Everything Here Is Beautiful by Mira T. Lee

Everything Here Is Beautiful by Mira T. Lee

Author:Mira T. Lee
Language: eng
Format: epub
Publisher: Penguin Publishing Group
Published: 2018-01-16T05:00:00+00:00


The only p-doc I ever liked was my first, Dr. Hassan, a young Iranian woman with a British accent. “Stress,” she said. “Stress and drugs are the riskiest triggers. You should learn to watch for the signs.” Signs? “Prodromal symptoms. The ones that forecast a break.”

She focused on wellness: daily routines, proper nutrition, exercise, sleep and self-care. I never got to bed early, but I ate mostly organic, took brisk walks, practiced yoga and tai-chi. And then I met Yonah and fell in love.

His essence? Something big. Bulletproof, with the presence of a rhinoceros, yet still unassuming, slightly comical, like a duck.

“Hey you,” he said, that first time we met. “I am owner of this store. I give you present, you stop eating from my bulk food aisle.” He handed me a small, hexagonal-shaped box tied clumsily with red ribbon. It was filled with macadamias.

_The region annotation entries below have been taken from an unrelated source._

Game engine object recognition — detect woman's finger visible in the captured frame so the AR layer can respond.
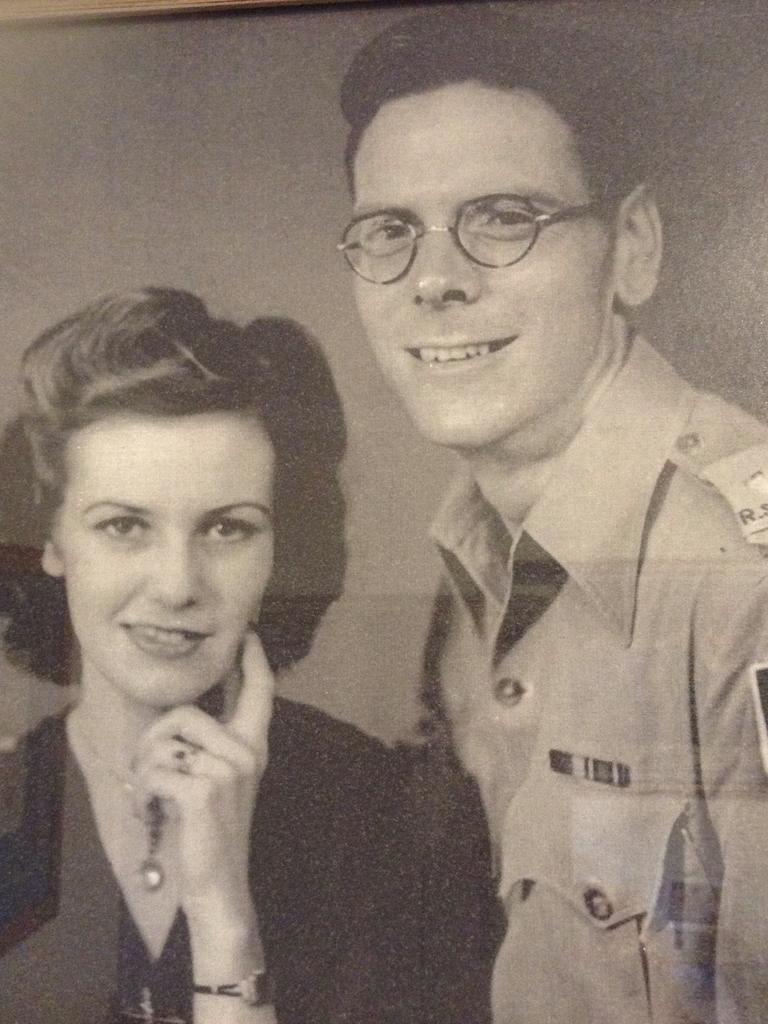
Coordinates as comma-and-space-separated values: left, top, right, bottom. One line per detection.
226, 632, 274, 751
139, 739, 240, 782
136, 706, 256, 774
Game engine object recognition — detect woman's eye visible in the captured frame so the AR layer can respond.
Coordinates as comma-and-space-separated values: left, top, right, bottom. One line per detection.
207, 516, 263, 541
95, 515, 146, 541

“For one week I see you sampling my nuts. You are embarrassed now?” he said, but he said it laughing, because Yoni, only his heart is bigger than his mouth. We played chess, drank wine. I barely even noticed his injured arm; the rest of him was too alive.

Shortly after we met, my mother died. That day at her funeral, he stood beside me, I knew he was my angel. “Why are you crying?” I said, watching him wipe his eyes. “Why you are not crying?” he said. “Your mother is dead. You are daughter with no mother. I love you. Of course I cry.”

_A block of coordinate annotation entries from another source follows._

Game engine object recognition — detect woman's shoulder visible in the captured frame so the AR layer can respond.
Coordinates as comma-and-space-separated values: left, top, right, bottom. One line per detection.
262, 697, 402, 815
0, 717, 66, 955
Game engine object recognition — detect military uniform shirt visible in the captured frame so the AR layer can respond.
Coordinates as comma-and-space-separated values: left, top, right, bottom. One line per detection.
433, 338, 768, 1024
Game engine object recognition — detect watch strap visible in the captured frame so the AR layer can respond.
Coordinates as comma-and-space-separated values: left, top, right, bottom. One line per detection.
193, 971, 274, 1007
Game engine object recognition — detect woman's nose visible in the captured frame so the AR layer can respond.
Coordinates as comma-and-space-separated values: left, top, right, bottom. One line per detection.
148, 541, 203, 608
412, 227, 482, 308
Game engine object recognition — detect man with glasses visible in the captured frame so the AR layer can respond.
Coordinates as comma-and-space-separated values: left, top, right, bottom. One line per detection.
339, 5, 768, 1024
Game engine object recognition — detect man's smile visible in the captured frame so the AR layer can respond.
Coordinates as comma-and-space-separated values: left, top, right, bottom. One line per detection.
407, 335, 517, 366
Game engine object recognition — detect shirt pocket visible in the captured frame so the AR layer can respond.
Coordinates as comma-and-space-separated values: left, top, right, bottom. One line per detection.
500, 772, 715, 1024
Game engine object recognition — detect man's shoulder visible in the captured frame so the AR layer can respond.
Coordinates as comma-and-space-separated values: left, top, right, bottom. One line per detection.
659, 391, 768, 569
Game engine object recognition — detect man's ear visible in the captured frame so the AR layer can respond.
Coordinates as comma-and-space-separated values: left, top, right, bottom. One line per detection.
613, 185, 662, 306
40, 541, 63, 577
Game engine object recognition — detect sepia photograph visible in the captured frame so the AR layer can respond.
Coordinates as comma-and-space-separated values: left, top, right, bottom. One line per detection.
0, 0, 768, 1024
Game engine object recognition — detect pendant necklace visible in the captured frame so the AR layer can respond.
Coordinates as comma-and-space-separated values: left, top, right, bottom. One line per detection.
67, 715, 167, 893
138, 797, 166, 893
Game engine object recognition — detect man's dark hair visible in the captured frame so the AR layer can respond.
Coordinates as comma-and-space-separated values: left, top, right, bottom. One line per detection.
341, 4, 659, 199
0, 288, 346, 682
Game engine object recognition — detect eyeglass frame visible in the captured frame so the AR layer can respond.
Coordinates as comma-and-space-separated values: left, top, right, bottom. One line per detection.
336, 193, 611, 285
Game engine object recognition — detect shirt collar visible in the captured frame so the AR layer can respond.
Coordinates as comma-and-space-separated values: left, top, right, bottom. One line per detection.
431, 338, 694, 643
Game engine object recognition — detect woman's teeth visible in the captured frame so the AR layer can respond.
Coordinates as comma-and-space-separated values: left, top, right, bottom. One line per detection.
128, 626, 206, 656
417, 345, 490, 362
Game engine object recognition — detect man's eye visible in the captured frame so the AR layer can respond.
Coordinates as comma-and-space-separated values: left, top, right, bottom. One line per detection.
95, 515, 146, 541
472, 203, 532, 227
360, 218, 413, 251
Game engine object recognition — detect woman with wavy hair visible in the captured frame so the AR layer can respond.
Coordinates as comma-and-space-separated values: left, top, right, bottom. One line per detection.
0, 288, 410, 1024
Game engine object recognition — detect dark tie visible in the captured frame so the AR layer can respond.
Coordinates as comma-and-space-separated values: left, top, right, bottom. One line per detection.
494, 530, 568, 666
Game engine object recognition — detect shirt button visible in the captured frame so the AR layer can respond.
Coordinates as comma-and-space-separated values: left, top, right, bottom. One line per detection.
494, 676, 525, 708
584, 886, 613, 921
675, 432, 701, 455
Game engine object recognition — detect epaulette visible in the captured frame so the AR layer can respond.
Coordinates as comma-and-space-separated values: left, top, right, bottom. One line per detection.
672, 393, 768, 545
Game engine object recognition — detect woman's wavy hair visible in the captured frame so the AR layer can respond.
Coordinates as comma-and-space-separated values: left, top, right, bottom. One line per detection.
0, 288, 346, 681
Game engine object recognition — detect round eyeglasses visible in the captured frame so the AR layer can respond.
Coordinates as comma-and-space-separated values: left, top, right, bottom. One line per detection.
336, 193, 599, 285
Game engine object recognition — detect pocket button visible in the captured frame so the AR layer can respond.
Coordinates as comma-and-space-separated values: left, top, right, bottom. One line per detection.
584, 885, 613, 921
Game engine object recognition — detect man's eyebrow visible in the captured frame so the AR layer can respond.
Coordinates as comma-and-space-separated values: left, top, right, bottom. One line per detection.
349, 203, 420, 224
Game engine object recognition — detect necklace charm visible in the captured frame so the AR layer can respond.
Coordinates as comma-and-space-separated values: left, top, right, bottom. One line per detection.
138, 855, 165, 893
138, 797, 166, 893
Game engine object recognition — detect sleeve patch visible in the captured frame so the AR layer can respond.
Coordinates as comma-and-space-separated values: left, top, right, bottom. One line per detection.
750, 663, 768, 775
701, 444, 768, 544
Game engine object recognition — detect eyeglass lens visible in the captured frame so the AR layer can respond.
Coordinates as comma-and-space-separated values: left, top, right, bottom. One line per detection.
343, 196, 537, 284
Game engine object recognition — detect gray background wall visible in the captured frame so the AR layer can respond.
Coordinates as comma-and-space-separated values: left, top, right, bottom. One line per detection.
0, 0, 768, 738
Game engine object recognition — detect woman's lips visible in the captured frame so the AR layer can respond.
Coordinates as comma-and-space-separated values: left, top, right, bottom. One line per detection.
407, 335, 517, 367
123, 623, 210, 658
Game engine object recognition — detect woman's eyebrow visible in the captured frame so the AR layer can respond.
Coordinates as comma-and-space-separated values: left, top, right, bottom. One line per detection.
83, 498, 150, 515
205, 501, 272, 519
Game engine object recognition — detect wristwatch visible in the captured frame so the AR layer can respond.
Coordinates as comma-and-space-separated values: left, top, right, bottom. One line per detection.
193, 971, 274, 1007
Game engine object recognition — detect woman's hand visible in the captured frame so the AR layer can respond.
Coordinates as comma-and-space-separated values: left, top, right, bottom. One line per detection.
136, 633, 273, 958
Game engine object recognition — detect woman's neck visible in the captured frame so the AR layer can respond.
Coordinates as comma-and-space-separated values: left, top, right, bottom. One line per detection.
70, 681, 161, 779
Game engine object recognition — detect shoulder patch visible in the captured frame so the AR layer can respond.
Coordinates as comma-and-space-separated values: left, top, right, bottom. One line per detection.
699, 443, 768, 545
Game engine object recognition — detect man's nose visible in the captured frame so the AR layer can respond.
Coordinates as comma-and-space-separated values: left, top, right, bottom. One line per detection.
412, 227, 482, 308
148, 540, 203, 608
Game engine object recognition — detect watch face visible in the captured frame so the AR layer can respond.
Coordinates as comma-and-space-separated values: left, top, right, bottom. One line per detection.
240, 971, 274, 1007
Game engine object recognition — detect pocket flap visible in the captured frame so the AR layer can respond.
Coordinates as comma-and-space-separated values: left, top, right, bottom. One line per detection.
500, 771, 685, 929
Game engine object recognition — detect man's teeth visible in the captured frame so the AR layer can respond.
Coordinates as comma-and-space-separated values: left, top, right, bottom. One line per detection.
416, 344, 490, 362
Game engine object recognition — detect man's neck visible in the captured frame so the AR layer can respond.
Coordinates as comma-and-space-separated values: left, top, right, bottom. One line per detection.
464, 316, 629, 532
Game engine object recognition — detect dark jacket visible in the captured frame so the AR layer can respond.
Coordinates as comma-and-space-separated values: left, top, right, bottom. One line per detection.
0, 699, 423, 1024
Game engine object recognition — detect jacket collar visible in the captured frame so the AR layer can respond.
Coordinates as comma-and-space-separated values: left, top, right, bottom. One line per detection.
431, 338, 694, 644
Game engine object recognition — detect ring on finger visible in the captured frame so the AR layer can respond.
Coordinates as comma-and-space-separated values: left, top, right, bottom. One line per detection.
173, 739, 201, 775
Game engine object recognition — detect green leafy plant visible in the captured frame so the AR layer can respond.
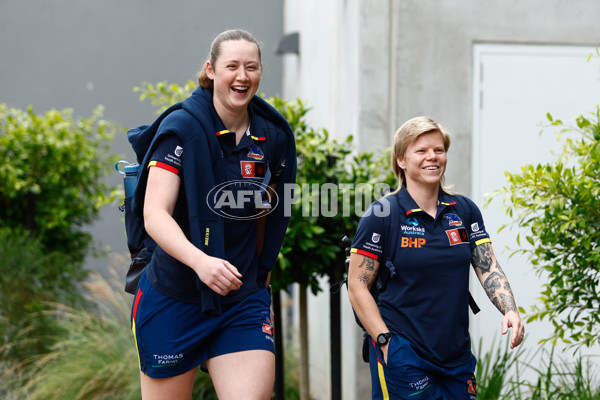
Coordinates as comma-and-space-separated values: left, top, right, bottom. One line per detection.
493, 106, 600, 348
0, 104, 117, 264
475, 338, 600, 400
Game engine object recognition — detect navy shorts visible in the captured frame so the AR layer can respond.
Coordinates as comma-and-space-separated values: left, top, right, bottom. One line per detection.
131, 273, 275, 378
369, 335, 477, 400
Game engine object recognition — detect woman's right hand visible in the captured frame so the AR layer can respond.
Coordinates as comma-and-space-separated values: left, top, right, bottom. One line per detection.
194, 255, 242, 296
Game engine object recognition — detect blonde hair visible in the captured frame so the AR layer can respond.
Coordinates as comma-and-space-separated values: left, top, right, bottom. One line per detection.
391, 116, 451, 193
196, 29, 262, 92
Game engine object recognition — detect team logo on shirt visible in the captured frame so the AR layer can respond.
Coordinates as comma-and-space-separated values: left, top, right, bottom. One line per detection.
247, 144, 265, 160
446, 228, 469, 246
444, 214, 462, 226
400, 236, 427, 249
467, 375, 477, 399
400, 217, 425, 236
406, 217, 419, 226
175, 146, 183, 157
240, 161, 265, 178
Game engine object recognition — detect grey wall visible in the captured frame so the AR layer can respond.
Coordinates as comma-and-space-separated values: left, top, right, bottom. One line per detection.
392, 0, 600, 194
0, 0, 283, 268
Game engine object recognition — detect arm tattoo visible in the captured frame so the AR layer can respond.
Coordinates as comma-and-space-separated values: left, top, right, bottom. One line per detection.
358, 257, 375, 271
483, 266, 517, 314
358, 272, 371, 286
500, 293, 517, 314
472, 244, 494, 274
483, 272, 502, 301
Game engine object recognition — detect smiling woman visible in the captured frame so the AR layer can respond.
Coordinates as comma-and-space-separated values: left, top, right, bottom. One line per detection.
348, 117, 524, 399
132, 30, 296, 400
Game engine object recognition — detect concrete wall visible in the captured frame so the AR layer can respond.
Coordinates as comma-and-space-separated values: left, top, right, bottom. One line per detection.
0, 0, 283, 270
283, 0, 600, 399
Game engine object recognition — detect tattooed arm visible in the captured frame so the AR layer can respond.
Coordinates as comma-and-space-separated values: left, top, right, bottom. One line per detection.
471, 243, 525, 348
348, 253, 389, 360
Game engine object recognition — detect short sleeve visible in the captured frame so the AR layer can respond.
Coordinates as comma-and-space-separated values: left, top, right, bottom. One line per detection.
148, 135, 183, 175
351, 202, 386, 261
465, 198, 491, 249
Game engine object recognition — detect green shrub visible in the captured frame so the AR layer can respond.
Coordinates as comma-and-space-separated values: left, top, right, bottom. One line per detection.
0, 104, 117, 264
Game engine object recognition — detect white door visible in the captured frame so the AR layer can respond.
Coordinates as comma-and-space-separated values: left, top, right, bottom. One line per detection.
471, 44, 600, 372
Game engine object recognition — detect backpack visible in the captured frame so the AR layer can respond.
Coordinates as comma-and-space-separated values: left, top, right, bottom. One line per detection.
115, 103, 192, 294
338, 191, 480, 363
115, 100, 284, 294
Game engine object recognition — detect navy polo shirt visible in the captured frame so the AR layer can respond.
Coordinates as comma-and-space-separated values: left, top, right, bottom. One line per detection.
352, 189, 490, 367
148, 117, 285, 306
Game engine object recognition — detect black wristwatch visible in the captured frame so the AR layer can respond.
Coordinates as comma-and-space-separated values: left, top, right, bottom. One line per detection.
377, 332, 392, 347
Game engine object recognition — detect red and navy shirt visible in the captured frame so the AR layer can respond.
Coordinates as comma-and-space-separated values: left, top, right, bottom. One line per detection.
351, 189, 490, 367
148, 122, 285, 304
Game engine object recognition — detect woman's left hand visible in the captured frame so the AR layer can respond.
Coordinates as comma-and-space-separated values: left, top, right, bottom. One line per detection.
502, 311, 525, 349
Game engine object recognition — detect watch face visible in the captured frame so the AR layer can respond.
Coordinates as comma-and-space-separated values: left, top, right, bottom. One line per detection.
377, 333, 392, 345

We got married. Divinely blessed, my thoughts popped like firecrackers, my heart swelled with happiness, my body exuded a magnetic energy. I was an aura of love, a goddess in heat, and people sought out my company to tell me their stories, even virtual strangers: Mrs. Sato, the quiet divorcée (who carried a gun as well as a Pomeranian in her handbag), preferred Indian men and anal sex; Juan Carlos, the Colombian guitarist who rehearsed in the basement, had lymphoma, but refused to let his bandmates know; Mr. Takahara, the multimillionaire developer, invited me to his private island in the Bahamas (an impulse purchase he’d made the previous winter) to ghostwrite his autobiography. I was the hub of the neighborhood.

“Hypomania,” said Dr. Hassan, “is characterized by a pervasive elevated state, euphoria, increased creativity and productivity.” Well, what person in their right mind would want to switch that off? I had every intention of staying that way forever.

I didn’t catch it in time.

The glossy sheen faded. One night I became convinced Yonah was broadcasting my life to Israel via the security monitors in our bedroom. I felt devastated, betrayed, and the world’s troubles draped over me like a heavy tarp. Mr. Takahara was falling into bankruptcy. Juan Carlos needed me to cleanse his body’s qi. Mrs. Sato beckoned to me with each tilt of her chin—I was a geisha girl, to join in her multicultural orgies. I retreated. Suspicious, irritable, overwhelmed.

“What’s wrong?” asked Yonah.

I couldn’t say. The words had fallen out again. And in a rush, the voices came.